Another message from the treasurer is that measures were taken so that the AVMA can continue to recruit and retain talented, dedicated staff members. To ensure the AVMA's competitiveness in the marketplace, the Executive Board established a salary compensation review subcommittee this past November and hired a consultant to assist the subcommittee. The subcommittee's recommendations led the board to adjust the budget to more appropriately compensate staff. Salaries and benefits represent 42 percent of the AVMA's annual expenses.
During FY 2005 and into the first months of FY 2006, Dr. Marsh said the AVMA's investment income continued to grow as projected, and sponsorships continued to be a valuable source of income. On the other hand, revenue from the sale of classified and display advertising has stabilized.

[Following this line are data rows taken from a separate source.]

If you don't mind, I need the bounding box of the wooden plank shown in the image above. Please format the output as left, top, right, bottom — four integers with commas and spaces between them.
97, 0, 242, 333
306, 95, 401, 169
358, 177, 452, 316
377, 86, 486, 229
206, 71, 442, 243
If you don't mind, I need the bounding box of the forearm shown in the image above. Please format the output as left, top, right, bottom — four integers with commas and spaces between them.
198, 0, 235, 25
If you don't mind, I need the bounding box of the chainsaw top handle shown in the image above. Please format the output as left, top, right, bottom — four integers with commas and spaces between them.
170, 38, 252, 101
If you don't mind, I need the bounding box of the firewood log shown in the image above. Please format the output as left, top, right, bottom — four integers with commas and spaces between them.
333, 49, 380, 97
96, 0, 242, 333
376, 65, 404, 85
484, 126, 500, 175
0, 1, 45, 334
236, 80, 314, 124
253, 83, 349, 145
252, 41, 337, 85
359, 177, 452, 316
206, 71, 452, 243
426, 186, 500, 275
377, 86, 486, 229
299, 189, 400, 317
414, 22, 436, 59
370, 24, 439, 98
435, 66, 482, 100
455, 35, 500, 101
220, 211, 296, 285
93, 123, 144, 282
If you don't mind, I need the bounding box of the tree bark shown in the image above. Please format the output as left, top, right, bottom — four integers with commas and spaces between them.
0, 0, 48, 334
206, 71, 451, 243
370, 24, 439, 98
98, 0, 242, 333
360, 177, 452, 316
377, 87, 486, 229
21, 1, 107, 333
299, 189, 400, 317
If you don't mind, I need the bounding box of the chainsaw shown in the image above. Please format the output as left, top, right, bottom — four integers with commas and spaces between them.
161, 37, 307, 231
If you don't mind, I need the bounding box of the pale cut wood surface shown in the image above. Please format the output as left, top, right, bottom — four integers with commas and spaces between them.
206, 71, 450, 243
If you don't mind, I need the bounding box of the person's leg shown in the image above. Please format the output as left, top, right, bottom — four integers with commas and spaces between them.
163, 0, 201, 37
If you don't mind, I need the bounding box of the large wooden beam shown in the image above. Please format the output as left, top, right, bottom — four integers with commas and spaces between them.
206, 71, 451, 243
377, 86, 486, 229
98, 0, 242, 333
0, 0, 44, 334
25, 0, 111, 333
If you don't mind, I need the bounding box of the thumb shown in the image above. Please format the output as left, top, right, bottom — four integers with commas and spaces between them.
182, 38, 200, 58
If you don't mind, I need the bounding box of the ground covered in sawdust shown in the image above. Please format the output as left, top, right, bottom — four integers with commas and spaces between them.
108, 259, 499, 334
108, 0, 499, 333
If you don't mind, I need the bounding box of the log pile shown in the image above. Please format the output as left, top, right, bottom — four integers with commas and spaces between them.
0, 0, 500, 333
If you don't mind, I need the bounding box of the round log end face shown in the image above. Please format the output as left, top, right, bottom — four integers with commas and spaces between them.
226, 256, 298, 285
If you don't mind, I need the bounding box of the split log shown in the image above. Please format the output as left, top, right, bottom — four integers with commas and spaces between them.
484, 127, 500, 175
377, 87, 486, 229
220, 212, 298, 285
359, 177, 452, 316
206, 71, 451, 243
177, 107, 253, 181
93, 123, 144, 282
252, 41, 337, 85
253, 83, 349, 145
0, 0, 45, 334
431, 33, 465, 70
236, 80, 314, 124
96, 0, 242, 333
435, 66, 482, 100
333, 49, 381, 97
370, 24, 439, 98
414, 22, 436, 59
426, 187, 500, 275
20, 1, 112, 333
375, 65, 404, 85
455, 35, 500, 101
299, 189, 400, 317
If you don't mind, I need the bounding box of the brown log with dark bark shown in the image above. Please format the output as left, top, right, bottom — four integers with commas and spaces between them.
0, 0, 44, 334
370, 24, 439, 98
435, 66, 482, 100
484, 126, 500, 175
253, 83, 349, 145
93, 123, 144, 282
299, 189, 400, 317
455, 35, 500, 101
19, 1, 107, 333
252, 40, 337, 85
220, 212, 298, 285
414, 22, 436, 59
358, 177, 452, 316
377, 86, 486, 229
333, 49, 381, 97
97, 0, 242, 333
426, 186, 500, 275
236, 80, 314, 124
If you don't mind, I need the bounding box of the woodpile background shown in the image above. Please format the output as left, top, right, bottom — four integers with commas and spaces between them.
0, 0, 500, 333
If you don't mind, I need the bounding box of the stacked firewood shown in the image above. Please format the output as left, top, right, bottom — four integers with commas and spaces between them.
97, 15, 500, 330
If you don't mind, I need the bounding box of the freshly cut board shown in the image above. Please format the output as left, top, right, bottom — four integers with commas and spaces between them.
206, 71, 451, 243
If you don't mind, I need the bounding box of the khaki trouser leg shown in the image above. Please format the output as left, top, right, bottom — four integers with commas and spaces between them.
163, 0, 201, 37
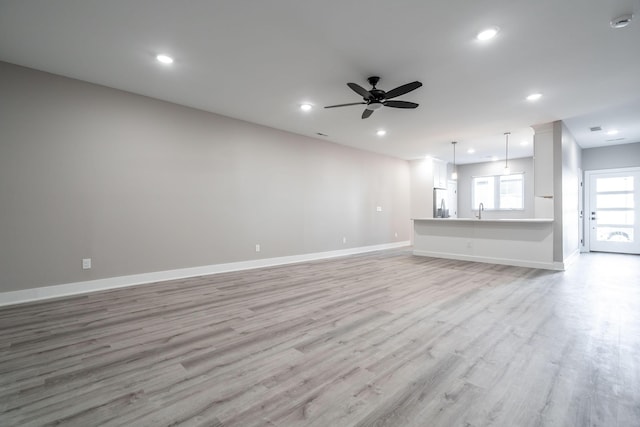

Travel expenses have continued to climb, and new protocols have been implemented to monitor this expense. Dr. Marsh noted that the AVMA will experience an increase in salary and benefits expense over the next year as the new Animal Welfare Division is staffed and as vacant positions in other divisions are filled.
Because of the need for more office space for new staff members and the growing demand for meeting space at AVMA headquarters, the Executive Board approved a plan for remodeling, which is now under way. The remodeling, furniture, and equipment are projected to cost $1.96 million, Dr. Marsh said.
AVMA finances were the subject of three resolutions this year (all disapproved; see article), and Dr. Marsh told the HOD, "AVMA fiscal policies are in place and are being observed."
The management of AVMA reserve funds was the focus of Resolution 2:
Resolved, that the American Veterinary Medical Association (AVMA) establish a reserve policy with regard to liquid assets, with a goal of maintaining 20 percent of the organization's annual budget in cash reserves.
The treasurer explained that current AVMA fiscal policy specifies that a level of reserves must be maintained equal to an amount between 50 percent and 150 percent of the annual operating expenses. The upper limit ensures that AVMA income is used to support member services rather than simply growing a large reserve. The lower limit ensures an adequate reserve in the event of a catastrophic event.
The AVMA fund balance—assets minus liabilities—is considered to be the reserves of the Association. The reserve percentage is calculated by dividing the fund balance by total operating expenses at the end of the year. Using this formula, the reserve percentage at the end of FY2005 was 101 percent.
Resolution 3 concerned the management of unbudgeted expenditures:
Resolved, that the American Veterinary Medical Association (AVMA) is encouraged to develop a policy that places a limit on non-budgeted spending for the annual budget. A five percent limit would be considered prudent if preservation of cash reserves is deemed important.
Dr. Marsh noted that current policy requires a three-fourths vote of the Executive Board for new, unbudgeted expenditures from the reserves when such expenditures would deplete or exceed the contingency fund. In addition, a three-fourths affirmative vote is required for approval of recommendations costing $25,000 or more.
The treasurer said, "These safeguards require careful deliberation by the Executive Board before funding any new initiatives during the fiscal year."